Jika dua pihak berperkara menghadirkan total lebih dari seratus halaman argumentasi dan bukti, wajar bila publik mempertanyakan: bagaimana semua itu bisa dirangkum hanya dalam 36 halaman tanpa mengorbankan rincian penting?
Keraguan mengenai proporsionalitas ruang pembahasan itu semakin menguat ketika ditemukan banyak bagian dari fakta persidangan yang tidak diulas, meskipun bukti tersebut dinilai krusial.
Ahli: Banyak Bukti Tidak Diurai, Ini Melanggar UU Pengadilan Pajak
Ketua Umum P5I, ahli hukum pajak Dr. Alessandro Rey, menyebut bahwa putusan ini “mengundang banyak pertanyaan”.
Menurutnya, Pasal 84 ayat (1) huruf f UU Pengadilan Pajak mewajibkan majelis untuk memuat pertimbangan dan penilaian setiap bukti. Bukan sebagian. Bukan yang dianggap cukup.

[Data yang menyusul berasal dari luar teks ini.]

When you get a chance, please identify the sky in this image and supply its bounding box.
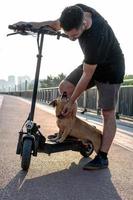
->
[0,0,133,80]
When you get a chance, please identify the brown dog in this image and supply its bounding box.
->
[50,92,102,153]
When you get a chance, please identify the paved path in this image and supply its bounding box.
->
[0,96,133,200]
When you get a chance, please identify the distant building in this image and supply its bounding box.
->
[0,79,9,92]
[17,76,31,91]
[8,75,15,91]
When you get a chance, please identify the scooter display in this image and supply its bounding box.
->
[7,23,94,171]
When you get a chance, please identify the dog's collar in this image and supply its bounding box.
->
[56,114,65,119]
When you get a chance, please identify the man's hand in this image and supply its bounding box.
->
[61,101,73,116]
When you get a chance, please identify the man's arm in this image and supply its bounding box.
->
[70,63,97,104]
[62,63,97,116]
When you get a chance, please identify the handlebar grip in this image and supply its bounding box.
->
[8,25,17,30]
[8,23,32,31]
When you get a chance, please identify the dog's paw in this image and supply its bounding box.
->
[56,138,64,143]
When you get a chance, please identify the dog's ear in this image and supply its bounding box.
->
[61,91,67,99]
[49,99,57,107]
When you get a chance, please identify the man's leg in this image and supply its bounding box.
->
[83,82,120,170]
[101,110,116,153]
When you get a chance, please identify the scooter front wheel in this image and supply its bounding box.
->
[21,139,32,171]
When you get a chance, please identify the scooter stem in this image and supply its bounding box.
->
[28,33,44,121]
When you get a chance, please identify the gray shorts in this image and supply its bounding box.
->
[66,65,120,110]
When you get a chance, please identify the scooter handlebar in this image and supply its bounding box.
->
[8,23,68,39]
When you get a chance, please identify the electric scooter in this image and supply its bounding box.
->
[7,23,94,171]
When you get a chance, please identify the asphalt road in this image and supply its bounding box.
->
[0,96,133,200]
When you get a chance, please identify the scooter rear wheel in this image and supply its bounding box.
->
[21,139,32,171]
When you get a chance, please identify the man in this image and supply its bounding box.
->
[15,4,125,170]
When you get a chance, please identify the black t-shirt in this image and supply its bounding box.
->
[76,4,125,83]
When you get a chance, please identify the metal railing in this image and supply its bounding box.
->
[0,86,133,118]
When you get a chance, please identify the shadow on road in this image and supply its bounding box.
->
[0,158,121,200]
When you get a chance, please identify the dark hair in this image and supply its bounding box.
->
[60,6,84,31]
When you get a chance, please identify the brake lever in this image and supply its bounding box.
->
[7,31,30,36]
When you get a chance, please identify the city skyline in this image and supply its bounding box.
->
[0,0,133,79]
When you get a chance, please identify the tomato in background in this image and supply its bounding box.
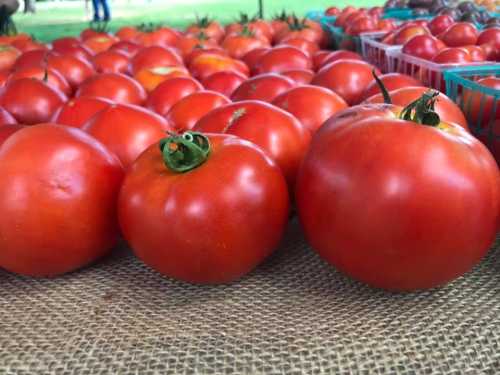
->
[118,134,289,284]
[82,104,172,168]
[75,73,147,105]
[231,73,295,102]
[166,90,231,132]
[0,124,123,277]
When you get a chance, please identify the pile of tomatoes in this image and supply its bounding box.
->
[0,11,500,290]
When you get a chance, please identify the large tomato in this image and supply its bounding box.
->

Tetapi setiap bukti.
Namun dalam putusan a quo tidak ada uraian mengenai keterangan ahli, tidak ada pembahasan tentang perbedaan angka perhitungan, tidak ada penilaian mengenai bukti ketidaksiapan persetujuan Wajib Pajak, dan tidak ada analisis menyeluruh terhadap dokumen hasil pembahasan akhir.
“Jika bukti krusial tidak muncul dalam pertimbangan, maka pertanyaan besarnya adalah: berdasarkan apa keyakinan hakim dibentuk?” ujar Alessandro.

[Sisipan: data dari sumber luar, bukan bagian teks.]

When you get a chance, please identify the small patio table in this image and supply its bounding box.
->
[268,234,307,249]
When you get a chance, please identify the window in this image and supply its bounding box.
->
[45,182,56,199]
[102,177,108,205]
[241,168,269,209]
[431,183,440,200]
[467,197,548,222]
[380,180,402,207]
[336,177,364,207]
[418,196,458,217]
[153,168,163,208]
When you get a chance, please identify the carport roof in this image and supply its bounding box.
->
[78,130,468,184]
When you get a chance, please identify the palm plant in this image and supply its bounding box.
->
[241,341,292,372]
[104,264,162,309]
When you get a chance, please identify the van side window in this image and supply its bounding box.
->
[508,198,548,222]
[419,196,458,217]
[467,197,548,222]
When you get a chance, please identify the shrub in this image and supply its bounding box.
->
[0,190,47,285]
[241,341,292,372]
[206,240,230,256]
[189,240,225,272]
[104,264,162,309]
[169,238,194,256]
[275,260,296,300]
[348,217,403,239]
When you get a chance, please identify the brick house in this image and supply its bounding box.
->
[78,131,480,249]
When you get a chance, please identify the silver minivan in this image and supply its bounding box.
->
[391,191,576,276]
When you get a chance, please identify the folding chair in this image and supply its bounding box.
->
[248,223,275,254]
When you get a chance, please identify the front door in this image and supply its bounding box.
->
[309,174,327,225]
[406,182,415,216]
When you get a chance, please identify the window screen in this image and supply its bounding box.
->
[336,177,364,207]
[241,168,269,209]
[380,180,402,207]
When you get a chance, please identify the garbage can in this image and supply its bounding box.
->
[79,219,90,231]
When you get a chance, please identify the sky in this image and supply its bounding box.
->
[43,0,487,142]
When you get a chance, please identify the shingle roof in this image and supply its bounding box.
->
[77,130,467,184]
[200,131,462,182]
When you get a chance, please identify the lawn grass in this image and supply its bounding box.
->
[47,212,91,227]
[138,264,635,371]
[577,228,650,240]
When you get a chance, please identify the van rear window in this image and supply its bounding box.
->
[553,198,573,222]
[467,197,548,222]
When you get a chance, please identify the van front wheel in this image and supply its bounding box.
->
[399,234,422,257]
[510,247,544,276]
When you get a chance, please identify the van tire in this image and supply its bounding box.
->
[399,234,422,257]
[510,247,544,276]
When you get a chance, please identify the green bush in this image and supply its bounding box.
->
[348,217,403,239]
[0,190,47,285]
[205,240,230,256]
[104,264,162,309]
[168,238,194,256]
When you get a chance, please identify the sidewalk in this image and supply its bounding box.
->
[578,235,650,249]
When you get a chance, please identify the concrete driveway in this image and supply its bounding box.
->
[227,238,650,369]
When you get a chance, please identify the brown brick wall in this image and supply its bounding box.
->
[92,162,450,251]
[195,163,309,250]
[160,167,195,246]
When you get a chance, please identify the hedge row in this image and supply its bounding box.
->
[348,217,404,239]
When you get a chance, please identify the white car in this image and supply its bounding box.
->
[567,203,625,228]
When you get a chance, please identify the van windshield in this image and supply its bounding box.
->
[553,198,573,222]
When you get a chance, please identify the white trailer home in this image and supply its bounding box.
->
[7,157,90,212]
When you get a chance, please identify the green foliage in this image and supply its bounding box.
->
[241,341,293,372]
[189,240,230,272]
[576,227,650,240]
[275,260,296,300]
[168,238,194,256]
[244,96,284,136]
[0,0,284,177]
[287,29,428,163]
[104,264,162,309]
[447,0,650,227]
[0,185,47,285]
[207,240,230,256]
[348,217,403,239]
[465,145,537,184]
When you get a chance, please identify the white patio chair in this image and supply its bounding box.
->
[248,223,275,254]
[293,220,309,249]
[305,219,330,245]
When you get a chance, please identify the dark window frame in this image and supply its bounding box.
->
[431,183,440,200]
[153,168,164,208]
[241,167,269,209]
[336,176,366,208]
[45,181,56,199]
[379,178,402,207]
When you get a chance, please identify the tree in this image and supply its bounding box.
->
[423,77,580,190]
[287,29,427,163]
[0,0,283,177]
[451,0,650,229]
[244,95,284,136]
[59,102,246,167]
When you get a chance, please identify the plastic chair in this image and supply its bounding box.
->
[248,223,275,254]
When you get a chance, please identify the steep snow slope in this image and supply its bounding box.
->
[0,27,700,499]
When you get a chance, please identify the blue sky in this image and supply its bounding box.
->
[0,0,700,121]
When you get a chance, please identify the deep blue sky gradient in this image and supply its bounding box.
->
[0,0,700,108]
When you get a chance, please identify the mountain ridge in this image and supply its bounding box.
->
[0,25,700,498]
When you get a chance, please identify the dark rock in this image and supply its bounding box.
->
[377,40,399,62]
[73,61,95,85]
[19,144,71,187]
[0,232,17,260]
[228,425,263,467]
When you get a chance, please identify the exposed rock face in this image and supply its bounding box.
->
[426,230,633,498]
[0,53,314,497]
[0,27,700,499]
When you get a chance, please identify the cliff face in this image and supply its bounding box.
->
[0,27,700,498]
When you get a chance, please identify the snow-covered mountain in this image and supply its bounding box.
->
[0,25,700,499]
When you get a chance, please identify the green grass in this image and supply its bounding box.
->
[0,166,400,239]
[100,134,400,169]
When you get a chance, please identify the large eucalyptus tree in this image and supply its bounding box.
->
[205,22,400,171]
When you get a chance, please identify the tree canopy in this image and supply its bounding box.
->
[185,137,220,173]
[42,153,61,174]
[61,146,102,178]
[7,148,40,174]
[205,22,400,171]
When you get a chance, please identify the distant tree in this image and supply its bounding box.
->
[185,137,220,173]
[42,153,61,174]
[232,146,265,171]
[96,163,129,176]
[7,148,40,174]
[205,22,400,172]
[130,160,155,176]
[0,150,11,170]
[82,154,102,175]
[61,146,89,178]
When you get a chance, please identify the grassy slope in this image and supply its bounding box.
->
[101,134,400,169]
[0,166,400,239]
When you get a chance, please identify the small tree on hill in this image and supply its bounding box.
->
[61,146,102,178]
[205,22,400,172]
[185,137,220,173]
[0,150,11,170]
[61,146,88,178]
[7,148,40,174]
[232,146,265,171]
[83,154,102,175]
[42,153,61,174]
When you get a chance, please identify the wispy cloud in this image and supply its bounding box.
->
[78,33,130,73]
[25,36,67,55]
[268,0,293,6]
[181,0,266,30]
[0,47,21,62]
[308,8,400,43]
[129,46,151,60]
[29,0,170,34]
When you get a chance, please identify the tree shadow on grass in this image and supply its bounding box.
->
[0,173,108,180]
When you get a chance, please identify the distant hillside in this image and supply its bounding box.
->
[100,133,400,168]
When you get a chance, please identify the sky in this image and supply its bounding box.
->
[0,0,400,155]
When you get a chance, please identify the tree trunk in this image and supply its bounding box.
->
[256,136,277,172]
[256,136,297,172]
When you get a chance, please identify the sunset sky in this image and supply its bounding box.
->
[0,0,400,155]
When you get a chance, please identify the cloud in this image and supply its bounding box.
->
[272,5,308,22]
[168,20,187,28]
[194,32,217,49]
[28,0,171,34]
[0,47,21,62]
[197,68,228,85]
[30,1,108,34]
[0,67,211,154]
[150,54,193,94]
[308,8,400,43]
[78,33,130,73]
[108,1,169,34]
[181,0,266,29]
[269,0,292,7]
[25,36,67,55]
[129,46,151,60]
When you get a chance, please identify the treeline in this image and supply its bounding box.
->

Tujuh Dugaan Kekeliruan Serius dalam Putusan Majelis
Dari analisis internal PT Arion Indonesia dan sejumlah pakar, terdapat setidaknya delapan dugaan kekeliruan majelis dalam perkara ini:
- Keliru Menetapkan Pokok Sengketa
Majelis hanya fokus pada syarat formal keberatan, padahal inti sengketa justru menyangkut ketidakadaan persetujuan akhir Wajib Pajak.
- Mengabaikan Bukti Kunci
Bukti-bukti mengenai posisi lebih bayar, keterangan ahli, serta perbandingan angka pajak tidak muncul dalam putusan.
- Salah Memaknai “Nilai Disetujui”
Majelis menganggap ada nilai yang disetujui, sedangkan WP menyatakan tidak pernah menandatangani dokumen persetujuan apapun.
- Keterangan Ahli Tidak Dianalisis
Ahli menyatakan DJP bertindak melampaui kewenangan administrasi, namun pendapat itu hanya dicatat sekilas.
- Salah Menerapkan Pasal 25(3a) UU KUP
Majelis menerapkan pasal “paling sedikit nilai yang disetujui”, padahal nilai yang disetujui tidak ada.
- Tidak Mencerminkan Fakta Persidangan
Bukti e-Dropbox, perbandingan angka, dan keterangan saksi tidak muncul dalam putusan.
- Keyakinan Hakim Tidak Ditopang Pembuktian
Karena bukti tidak dianalisis, judicial conviction menjadi cacat—lebih menyerupai asumsi daripada kesimpulan hukum.
Pengamat hukum menilai, wajah peradilan pajak diuji dalam perkara ini. Ketentuan Pasal 69 UU Pengadilan Pajak mewajibkan hakim menilai surat/tulisan, saksi, ahli, dan pengakuan para pihak.
Namun putusan seolah mengabaikan struktur pembuktian tersebut. Jika benar demikian, hal ini bisa masuk dalam kategori misuse of judicial conviction, yaitu keyakinan hakim yang tidak dibangun dari fakta dan bukti.
PT Arion Indonesia Akan Menempuh Langkah Hukum Lanjutan
Sejumlah kalangan mendesak PT Arion Indonesia untuk mengajukan upaya hukum lanjutan, menggugat dugaan judicial error, dan membawa persoalan ini ke forum yang lebih tinggi termasuk Mahkamah Konstitusi atau lembaga pengawas peradilan.
Putusan yang dijatuhkan oleh majelis yang diketuai Dudi Wahyudi, dengan nilai sengketa mencapai miliaran rupiah, kini menjadi salah satu putusan yang paling banyak dibicarakan di kalangan praktisi pajak dan hukum administrasi.